You are reading this on a screen, most likely on the CRT or LCD display of your primary computer, possibly on the small screen of your PDA, or even, at a stretch, on your smart phone.* Do you ever think about the layers of technology involved in getting this post from its origins on my PDA screen onto your screen? The last step in that sequence – the visual expression and rendering of letters and words onto your screen – is the interesting specialism of my friend Hilary Kenna. Hilary is now blogging as part of her PhD research programme. You can read her musings, cogitations and insights about on-screen (and sometimes even off-screen) typography at Type4Screen.

In a world where the amount of on-screen content is multiplying exponentially this has got to be a fruitful area of research. Admittedly, this sort of topic is appealing for design-nerds like me, but I think it can be of interest to a broader audience as well.

Having not given this topic too much thought before, I am personally most interested in the area of text on mobile screens. Most of Thoughtport is written on my Palm PDA screen in twenty minute bursts and that device’s on-screen text representation is adequate for that task.

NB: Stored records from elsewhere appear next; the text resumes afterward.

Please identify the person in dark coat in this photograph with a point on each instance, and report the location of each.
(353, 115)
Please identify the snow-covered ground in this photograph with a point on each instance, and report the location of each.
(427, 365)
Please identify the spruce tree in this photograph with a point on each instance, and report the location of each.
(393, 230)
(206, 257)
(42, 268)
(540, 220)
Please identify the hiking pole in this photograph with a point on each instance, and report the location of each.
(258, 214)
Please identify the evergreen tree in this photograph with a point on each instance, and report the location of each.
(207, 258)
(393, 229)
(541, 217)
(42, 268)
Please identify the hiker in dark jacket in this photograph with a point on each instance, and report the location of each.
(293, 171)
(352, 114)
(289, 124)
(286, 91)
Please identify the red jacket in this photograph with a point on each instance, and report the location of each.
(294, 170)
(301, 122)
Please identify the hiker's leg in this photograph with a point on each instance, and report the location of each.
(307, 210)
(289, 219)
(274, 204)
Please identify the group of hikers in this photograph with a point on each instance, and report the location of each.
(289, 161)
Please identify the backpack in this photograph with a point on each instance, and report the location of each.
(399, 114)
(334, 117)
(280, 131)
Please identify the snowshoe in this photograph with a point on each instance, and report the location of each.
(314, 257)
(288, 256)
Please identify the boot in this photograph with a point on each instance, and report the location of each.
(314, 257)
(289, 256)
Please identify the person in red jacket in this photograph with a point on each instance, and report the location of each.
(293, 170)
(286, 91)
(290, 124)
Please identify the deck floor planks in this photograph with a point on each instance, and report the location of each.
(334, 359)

But, after reading a few novels on my PDA, I have abandoned it as a tool for long-form commuter reading. (Whether that decision was a function of the quality of the on-screen glyphs and any attendant eye-strain. Or whether my decision was driven by the allure of the insistent podcasts one wheel-click away on my iPod menu. I have not decided yet.) In my experience the PDA is far more useful as a writing tool than as a reading tool.

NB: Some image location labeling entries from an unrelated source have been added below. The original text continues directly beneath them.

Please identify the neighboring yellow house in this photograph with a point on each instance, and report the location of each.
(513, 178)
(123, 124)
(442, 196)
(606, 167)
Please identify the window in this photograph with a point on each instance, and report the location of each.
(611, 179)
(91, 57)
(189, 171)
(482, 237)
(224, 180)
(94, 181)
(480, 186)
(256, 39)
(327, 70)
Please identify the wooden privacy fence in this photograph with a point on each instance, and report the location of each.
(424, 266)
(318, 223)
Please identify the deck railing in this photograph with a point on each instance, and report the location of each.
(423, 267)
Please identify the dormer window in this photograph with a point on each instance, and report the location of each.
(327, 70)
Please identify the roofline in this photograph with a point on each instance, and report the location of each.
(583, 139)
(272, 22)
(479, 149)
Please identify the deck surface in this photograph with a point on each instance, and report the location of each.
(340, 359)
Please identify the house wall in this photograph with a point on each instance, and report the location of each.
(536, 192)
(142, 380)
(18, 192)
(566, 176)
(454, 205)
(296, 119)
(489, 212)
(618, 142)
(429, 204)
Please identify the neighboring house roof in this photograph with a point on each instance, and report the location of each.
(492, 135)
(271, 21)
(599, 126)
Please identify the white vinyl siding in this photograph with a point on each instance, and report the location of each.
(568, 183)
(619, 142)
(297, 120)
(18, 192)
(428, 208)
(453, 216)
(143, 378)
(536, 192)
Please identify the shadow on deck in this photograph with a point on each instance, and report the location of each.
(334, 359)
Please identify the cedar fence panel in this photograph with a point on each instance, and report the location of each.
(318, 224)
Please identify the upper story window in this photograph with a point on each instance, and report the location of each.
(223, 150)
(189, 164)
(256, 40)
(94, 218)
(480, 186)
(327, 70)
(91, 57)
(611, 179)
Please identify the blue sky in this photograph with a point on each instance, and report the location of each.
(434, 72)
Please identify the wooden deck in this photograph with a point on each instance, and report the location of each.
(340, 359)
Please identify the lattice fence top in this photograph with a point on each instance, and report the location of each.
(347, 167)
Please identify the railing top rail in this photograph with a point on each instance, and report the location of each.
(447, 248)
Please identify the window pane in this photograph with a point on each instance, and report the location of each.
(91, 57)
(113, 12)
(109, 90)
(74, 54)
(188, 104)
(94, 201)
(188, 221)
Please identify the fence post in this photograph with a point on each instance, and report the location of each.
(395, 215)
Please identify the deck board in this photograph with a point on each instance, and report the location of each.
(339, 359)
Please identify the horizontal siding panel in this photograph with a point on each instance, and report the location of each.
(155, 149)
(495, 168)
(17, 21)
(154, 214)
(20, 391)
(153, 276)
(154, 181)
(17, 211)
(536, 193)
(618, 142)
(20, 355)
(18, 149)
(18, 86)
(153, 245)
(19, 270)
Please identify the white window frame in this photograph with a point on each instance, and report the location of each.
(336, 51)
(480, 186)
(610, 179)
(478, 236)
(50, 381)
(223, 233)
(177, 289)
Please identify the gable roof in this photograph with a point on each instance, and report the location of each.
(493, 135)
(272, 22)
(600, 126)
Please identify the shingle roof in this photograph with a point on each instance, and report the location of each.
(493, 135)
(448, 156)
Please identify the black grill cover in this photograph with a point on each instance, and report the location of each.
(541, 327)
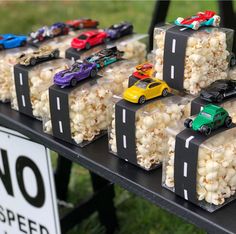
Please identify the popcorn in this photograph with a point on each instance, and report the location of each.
(89, 104)
(206, 57)
(216, 174)
(40, 79)
(151, 121)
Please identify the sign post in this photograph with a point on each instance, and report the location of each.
(27, 193)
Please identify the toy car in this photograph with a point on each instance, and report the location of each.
(206, 18)
(82, 23)
(106, 57)
(40, 35)
(58, 29)
(88, 39)
(116, 31)
(77, 72)
(219, 90)
(43, 54)
(211, 117)
(146, 89)
(144, 70)
(46, 32)
(8, 41)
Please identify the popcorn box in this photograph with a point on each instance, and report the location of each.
(228, 104)
(30, 82)
(81, 114)
(191, 60)
(134, 47)
(8, 58)
(201, 169)
(137, 133)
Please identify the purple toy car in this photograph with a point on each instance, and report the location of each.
(78, 71)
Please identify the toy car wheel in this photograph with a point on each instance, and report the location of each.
(219, 98)
(141, 100)
(228, 121)
(32, 61)
(56, 54)
(232, 61)
(73, 82)
(23, 43)
(87, 46)
(105, 40)
(196, 25)
(205, 130)
(118, 56)
(164, 92)
(188, 123)
(179, 20)
(216, 21)
(101, 63)
(93, 73)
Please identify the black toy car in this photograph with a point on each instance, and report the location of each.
(105, 57)
(219, 90)
(116, 31)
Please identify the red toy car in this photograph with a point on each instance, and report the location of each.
(206, 18)
(86, 40)
(82, 23)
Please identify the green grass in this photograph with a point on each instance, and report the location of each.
(135, 214)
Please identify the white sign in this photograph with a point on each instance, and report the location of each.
(27, 193)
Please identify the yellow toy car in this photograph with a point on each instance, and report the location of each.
(146, 89)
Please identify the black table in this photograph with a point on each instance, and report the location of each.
(97, 159)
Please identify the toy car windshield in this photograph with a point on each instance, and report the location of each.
(82, 37)
(206, 115)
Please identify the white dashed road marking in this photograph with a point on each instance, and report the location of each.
(124, 115)
(23, 100)
(185, 194)
(187, 141)
(60, 127)
(21, 79)
(172, 75)
(124, 141)
(173, 45)
(58, 104)
(185, 169)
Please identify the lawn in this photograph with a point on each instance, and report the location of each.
(135, 214)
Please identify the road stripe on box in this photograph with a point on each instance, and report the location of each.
(185, 194)
(124, 115)
(124, 141)
(21, 80)
(173, 45)
(187, 141)
(60, 127)
(172, 75)
(23, 100)
(185, 169)
(58, 104)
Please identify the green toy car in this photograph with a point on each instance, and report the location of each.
(211, 117)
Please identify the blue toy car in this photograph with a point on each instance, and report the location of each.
(206, 18)
(105, 57)
(118, 30)
(8, 41)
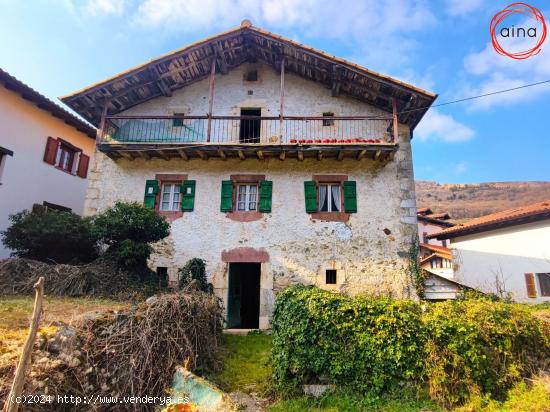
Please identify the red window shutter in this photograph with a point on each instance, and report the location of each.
(530, 283)
(83, 165)
(51, 150)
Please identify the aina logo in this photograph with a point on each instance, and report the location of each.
(530, 35)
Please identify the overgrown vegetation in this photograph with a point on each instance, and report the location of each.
(194, 270)
(125, 231)
(375, 345)
(51, 236)
(128, 229)
(133, 353)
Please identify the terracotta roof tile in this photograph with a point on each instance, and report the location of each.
(518, 215)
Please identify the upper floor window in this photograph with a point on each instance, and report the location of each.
(327, 121)
(66, 157)
(330, 199)
(247, 197)
(251, 76)
(4, 153)
(170, 197)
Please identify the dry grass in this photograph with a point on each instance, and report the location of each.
(16, 311)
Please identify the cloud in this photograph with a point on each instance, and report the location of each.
(461, 7)
(442, 127)
(106, 6)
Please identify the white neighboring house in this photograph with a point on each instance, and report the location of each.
(44, 153)
(504, 252)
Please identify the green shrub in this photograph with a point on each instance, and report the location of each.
(50, 236)
(360, 343)
(128, 228)
(457, 349)
(194, 269)
(481, 347)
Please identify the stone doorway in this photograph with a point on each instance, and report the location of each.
(243, 298)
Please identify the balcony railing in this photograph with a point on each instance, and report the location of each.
(247, 130)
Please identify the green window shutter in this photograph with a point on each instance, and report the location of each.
(151, 189)
(310, 191)
(266, 192)
(227, 196)
(350, 196)
(188, 195)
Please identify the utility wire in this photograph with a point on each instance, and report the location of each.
(476, 97)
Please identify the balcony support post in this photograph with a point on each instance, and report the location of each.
(395, 122)
(101, 129)
(282, 101)
(211, 98)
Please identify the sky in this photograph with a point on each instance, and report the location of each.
(58, 46)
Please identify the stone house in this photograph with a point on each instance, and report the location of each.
(275, 162)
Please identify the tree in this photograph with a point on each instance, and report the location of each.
(51, 236)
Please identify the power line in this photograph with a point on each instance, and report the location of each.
(476, 97)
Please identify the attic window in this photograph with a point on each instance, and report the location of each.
(328, 122)
(251, 76)
(330, 276)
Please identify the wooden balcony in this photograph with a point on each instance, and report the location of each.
(204, 137)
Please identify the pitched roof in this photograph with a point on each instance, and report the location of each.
(182, 67)
(42, 102)
(516, 216)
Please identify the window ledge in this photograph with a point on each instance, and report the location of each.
(331, 216)
(242, 216)
(171, 215)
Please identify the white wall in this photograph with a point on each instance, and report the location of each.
(504, 255)
(27, 179)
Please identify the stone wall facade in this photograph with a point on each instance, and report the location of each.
(369, 251)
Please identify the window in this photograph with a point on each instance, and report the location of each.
(251, 76)
(170, 197)
(65, 157)
(544, 283)
(329, 197)
(178, 122)
(247, 197)
(328, 122)
(330, 276)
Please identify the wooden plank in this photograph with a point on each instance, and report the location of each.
(395, 123)
(282, 99)
(211, 82)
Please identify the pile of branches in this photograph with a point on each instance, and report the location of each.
(100, 278)
(131, 353)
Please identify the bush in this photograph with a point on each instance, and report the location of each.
(194, 269)
(482, 347)
(128, 228)
(457, 348)
(51, 236)
(359, 343)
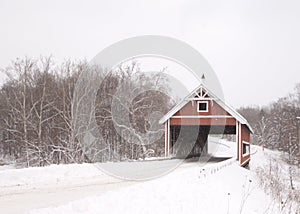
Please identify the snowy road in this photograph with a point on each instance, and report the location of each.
(26, 189)
(20, 201)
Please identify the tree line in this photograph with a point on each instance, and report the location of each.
(276, 125)
(39, 122)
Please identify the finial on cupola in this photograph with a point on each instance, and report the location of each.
(203, 78)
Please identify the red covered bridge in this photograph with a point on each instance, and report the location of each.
(199, 114)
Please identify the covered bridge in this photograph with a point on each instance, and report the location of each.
(199, 114)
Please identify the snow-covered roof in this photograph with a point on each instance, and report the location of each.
(219, 101)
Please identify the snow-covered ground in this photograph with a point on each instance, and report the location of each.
(221, 187)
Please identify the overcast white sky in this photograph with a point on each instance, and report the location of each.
(252, 45)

I am taking it that it can surely only be a matter of time until somebody solves the challenges restraining the arrival of the ‘iPod Of Reading’. Delivering on the promise of that is really going to require a serious quality bump in the legibility of handheld screen text. Even today, reading The Economist’s editorial about the twenty-fifth anniversary of the PC reminded me that the modern mobile phone is a computer in all but name, and that is how the majority of the world’s population are receiving, transmitting and managing their data. That is the current situation, not in some notional future. Where PCs are not available, mobile tech is propagating wildly. Great swathes of the world’s people are just never going to be interested in sitting in front of a PC screen. Here in Ireland I think we are still more fond of our large screens. Yes I can read my Gmail on my Nokia mobile phone, and I have tried it once just to see how it works. But I am not going to do so regularly at this stage, because the on-screen experience simply is not adequate yet.

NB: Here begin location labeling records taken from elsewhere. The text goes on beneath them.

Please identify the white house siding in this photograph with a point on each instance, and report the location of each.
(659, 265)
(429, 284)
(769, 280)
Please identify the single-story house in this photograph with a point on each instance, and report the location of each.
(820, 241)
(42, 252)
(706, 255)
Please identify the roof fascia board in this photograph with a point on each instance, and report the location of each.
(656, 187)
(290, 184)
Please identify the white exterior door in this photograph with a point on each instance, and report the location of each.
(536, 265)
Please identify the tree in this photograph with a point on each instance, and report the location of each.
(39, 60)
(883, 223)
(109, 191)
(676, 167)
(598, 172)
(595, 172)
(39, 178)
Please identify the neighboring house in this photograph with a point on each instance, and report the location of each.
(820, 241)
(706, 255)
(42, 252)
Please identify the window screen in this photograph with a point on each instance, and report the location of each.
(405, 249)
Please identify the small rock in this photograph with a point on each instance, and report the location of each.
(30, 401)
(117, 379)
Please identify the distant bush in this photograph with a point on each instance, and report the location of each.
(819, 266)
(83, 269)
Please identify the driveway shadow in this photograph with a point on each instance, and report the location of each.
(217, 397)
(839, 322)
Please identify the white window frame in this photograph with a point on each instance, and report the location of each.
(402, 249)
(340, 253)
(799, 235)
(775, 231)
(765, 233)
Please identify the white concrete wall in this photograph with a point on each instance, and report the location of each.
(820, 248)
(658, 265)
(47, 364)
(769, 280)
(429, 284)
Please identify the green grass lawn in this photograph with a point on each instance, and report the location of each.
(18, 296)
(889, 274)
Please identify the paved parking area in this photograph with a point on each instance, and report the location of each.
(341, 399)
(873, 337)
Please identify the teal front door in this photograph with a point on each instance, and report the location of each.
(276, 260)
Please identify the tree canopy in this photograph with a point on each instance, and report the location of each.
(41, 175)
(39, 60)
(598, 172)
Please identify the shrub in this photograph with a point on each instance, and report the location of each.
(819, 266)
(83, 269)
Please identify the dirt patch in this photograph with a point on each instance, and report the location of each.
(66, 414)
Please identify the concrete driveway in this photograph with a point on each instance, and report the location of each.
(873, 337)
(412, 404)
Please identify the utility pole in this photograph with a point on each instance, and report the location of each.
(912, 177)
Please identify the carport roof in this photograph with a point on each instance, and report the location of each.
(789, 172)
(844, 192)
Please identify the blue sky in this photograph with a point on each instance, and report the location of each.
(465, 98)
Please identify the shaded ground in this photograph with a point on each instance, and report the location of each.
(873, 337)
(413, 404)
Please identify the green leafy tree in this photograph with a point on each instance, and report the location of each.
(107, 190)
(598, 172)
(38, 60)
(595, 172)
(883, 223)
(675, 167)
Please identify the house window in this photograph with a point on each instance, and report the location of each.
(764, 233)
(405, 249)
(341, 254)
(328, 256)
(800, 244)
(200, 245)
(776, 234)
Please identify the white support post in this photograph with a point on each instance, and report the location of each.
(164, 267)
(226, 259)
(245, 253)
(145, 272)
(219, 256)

If I was researching and thinking about text on-screen in 2006 and after, I would be looking beyond the traditional canvas of the PC screen, I would be interested in how we are going to best read, say, locations on our in-car GPRS screens, or geo-tags on my mobile, or always-on realtime Bloglines feeds on my iRead and so forth. More seriously, beyond tech-nerd frivolity, mission-critical applications like air-traffic control screens, or bedside patient monitoring screens in hospitals do come to mind...

Whatever the technological platform, we are all soon going to be reading far more text on small screens, in daylight and in poor light and on the move. Of course type design will have to play a pivotal role in adding value to that experience. Exciting times lie ahead.

* I am excluding the myriad possible non-screen eventualities such as that you are either reading this on paper in the handsome leather-bound edition of ‘
The Complete Thoughtport: Volume One 2004–2021’ (as published in 2058) or that you are having it wired directly from ‘The Twenty-First Century Internet Archives’ into your brain via wetware implant in some far-flung future.